Il n’y aura probablement jamais une autre figure aussi controversée dans l’industrie musicale que Yoko Ono. Alors qu’elle s’est taillé une place parmi les personnalités les plus artistiques de son époque, son rôle dans la carrière de John Lennon et des Beatles a été monté en épingle pendant plus d’un demi-siècle. Bien qu’Ono ait divisé le monde en raison de ses opinions sur les chansons des Beatles, elle en a désigné quelques-unes comme ses préférées.
Lorsqu’Ono a vu pour la première fois celui qui allait devenir son âme sœur, elle ne connaissait même pas la musique du groupe. Bien que les Fab Four aient été à l’origine l’une des attractions de concert les plus demandées, Ono s’intéressait davantage au mouvement Fluxus, transformant ses projets artistiques en certaines des formes d’expression les plus folles jamais conçues.
Alors que les Beatles commencent à se diversifier, John Lennon s’intéresse de plus en plus au travail d’Ono et noue avec elle une relation qui débute avec l’enregistrement de l’album Two Virgins. Par rapport aux diverses expériences de genre de Yoko, Lennon réussit à la rattraper en utilisant les diverses techniques d’enregistrement du groupe.
En travaillant sur des singles comme « Strawberry Fields Forever », Lennon a été le plus proche de recréer le type d’expérimentation sauvage qu’il avait entendu dans sa tête, en mariant deux prises différentes avec des arrangements très différents. Bien qu’Ono ne soit pas encore entrée en studio, Lennon l’utilisera comme muse pour composer les chansons de l’Album blanc.
Chaque membre du groupe servant de choriste sur les chansons de l’autre, Lennon produira les sons les plus sauvages de sa carrière sur le double disque, des moments plaintifs comme la ballade acoustique « Julia » à la musique d’avant-garde sur le collage sonore « Revolution 9 ».
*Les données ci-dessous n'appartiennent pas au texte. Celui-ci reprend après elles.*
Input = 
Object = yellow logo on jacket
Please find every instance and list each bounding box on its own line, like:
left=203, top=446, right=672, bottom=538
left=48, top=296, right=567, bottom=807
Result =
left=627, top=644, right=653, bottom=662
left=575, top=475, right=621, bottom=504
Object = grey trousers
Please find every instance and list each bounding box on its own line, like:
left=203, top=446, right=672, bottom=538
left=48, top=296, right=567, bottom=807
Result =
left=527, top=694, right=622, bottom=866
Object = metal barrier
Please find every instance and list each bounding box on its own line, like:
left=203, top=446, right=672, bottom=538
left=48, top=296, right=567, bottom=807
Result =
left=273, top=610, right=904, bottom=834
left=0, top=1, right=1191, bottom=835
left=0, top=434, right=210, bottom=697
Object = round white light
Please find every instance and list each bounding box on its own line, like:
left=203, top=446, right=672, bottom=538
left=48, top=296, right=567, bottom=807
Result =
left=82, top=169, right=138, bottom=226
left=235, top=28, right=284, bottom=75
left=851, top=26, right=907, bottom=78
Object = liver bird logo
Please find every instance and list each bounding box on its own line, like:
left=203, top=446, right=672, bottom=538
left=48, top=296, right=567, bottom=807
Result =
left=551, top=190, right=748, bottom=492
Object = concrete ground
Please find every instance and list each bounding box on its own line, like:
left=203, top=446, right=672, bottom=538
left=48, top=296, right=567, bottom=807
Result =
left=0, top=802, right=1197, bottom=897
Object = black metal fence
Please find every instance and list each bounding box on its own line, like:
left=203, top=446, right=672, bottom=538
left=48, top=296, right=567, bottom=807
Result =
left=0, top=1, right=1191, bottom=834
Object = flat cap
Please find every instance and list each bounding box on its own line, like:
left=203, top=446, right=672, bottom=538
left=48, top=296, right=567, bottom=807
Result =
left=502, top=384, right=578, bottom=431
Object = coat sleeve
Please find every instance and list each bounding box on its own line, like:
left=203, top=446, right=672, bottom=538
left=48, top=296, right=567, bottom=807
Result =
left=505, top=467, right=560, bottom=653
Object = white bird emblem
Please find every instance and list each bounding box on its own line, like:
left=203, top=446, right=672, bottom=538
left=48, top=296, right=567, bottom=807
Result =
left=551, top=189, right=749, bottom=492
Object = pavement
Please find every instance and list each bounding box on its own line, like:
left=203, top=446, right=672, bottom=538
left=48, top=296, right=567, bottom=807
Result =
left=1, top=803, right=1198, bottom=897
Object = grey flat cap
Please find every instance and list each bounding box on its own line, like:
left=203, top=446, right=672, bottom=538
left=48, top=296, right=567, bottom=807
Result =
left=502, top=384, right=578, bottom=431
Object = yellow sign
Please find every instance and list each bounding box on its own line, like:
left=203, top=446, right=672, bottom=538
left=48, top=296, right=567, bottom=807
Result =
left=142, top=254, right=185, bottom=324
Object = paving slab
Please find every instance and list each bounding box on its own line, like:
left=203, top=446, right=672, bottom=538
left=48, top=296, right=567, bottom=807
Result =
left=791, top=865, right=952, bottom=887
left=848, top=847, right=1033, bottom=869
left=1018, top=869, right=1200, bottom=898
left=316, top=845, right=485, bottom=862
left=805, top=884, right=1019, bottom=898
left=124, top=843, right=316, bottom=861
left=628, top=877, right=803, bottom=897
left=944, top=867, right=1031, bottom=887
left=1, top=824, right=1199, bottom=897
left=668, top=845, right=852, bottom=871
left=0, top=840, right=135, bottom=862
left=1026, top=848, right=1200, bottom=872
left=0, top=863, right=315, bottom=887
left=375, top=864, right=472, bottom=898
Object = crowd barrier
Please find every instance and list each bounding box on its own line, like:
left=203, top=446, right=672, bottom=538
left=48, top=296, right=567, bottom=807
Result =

Lorsqu’elle repense à son passage en studio, Ono considère le White Album comme son album préféré, déclarant à US Weekly : « Je ne sais pas si les gens vont me détester pour avoir dit ça, mais j’ai toujours préféré le White Album à Sgt. Pepper’s Lonely Hearts Club Band. Ne vous méprenez pas, j’adore aussi Pepper’s ».
Compte tenu de son travail sur les expériences d’avant-garde, il est facile de comprendre le point de vue d’Ono. Étant donné que la majeure partie du disque présente des changements de tonalité brusques, chaque chanson fonctionne comme une pièce artistique à part entière, par opposition à la grande vision de Sgt Pepper. En ce qui concerne sa chanson préférée, Ono aurait une affection particulière pour l’hymne de Lennon « All You Need is Love ».
Plutôt que de se concentrer sur l’aspect financier de l’entreprise, Ono est fière que l’on se souvienne de son mari pour un grand message, expliquant au Telegraph : « Je suis heureuse qu’ils aient dit que tout ce dont vous avez besoin, c’est de l’amour, et non quelque chose comme tout ce dont vous avez besoin, c’est de l’argent ». Contrairement au reste du monde de la musique qui cherche à retrouver la formule des Beatles, Ono a choisi ses moments préférés avec les Beatles en se concentrant sur le message envoyé au monde plutôt que sur un quelconque objectif commercial.